Carlton County joins 'Big Read' with 'Mockingbird'
It's the kind of sentence that Sixth Judicial District Judge Dale Wolf likes to hand down: Read a good book. And Wolf has one particular book he requires many young criminals who have appeared before him in Carlton County court to read -- "To Kil...
It's the kind of sentence that Sixth Judicial District Judge Dale Wolf likes to hand down: Read a good book.
And Wolf has one particular book he requires many young criminals who have appeared before him in Carlton County court to read -- "To Kill a Mockingbird." So it was fitting, then, that on Monday Wolf presided over Carlton County's first community-wide reading effort, focused on the Harper Lee classic.
The county is one of about 200 communities across the country that received grants from the National Endowment for the Arts for their "Big Read" program, a push by the group to bring reading back to the center of American Society.

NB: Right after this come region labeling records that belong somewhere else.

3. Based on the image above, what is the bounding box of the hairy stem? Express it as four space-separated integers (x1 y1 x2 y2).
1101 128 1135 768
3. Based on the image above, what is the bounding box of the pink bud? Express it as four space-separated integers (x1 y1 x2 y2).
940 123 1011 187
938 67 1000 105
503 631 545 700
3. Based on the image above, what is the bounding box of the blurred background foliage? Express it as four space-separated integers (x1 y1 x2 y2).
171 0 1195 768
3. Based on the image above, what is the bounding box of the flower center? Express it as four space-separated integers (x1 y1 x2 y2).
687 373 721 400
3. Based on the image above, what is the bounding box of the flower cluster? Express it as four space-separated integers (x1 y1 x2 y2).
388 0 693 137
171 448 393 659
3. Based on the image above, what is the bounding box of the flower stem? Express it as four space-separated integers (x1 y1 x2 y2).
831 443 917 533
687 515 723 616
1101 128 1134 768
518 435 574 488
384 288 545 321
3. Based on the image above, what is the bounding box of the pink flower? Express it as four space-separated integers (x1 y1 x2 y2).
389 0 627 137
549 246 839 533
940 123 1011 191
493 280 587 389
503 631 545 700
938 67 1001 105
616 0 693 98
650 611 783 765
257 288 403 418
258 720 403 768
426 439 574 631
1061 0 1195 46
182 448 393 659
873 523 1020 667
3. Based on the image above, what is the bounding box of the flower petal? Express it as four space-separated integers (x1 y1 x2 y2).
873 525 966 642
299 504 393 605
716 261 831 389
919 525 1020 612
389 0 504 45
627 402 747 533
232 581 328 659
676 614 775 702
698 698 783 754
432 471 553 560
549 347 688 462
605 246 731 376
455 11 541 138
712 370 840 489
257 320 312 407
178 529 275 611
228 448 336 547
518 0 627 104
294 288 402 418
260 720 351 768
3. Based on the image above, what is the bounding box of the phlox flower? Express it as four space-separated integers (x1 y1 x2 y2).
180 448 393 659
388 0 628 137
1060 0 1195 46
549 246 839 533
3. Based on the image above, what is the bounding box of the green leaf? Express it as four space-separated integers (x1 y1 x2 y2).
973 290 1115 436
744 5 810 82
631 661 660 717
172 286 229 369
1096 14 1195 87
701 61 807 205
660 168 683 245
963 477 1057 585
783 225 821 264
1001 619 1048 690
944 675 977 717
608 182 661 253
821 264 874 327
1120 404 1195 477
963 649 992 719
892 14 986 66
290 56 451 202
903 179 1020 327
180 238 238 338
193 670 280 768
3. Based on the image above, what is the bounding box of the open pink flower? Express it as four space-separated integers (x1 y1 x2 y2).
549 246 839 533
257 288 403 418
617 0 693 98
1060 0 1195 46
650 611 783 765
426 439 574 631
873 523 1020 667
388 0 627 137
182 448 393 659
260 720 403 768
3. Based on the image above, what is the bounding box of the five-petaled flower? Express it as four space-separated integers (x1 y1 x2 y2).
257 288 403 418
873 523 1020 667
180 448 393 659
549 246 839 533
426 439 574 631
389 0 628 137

During the next month and a half, there will be a dozen different discussion groups held throughout the county, as well as a screening of the classic movie and a keynote address from the president of the American Library Association, a Cloquet native.
And, of course, there should be plenty of page turning.
The Carlton County Historical Society, with help from the Cloquet Public Library and the Cloquet Education Foundation, has brought in about 400 copies of the book to get people reading. Many are to give away.
A pile of paperbacks and discussion guides was laid out for the taking at the Carlton County Courthouse on Monday. Kelly Smith and Karola Dalen, both of Esko, paused to pick up a copy before they entered the courtroom, where a sign announcing the "State of Alabama vs. Tom Robinson" taped to the door.
Inside the courtroom, local theater buff Michael Rosen read a selection of Atticus Finch's speeches from the book. Fellow County Seat Theater players Sean Biskey, as Jem Finch, and Kelsey Anderson as Scout Finch rounded out the reading.
Carlton County Historical Society Director Anne Dugan, who applied for the $5,000 Big Read grant, said they chose the book because it touches on a number of themes that are as relevant in Carlton County today as they were in a small Alabama town in the 1930s -- including racial tensions and the contrasts between rural and city life.
Wolf added another reason, based on the book's outcome: the harsh truth that in reality, justice isn't always blind.
"It's the juxtaposition about the ideal concept of the court system, and how it plays out in the novel," Wolf said. In the book, forces outside the courtroom bring about an injustice inside the courtroom, "and that continues to play out today."
"This book has had such an impact on people's lives," said Cloquet Public Library Director Mary Lukkarila.
And it continues to do so, Dugan said. This summer, after an older Cloquet woman heard about the Big Read event, she decided to get a jump on the community and picked up the book early. When her adult son called one day, wanting to talk about the last "Harry Potter" book, the woman brushed that tome aside in favor of gushing about how "To Kill a Mockingbird" changed her life, Dugan said.
"And he said, 'Mom, that's my favorite book ever!' " Dugan said.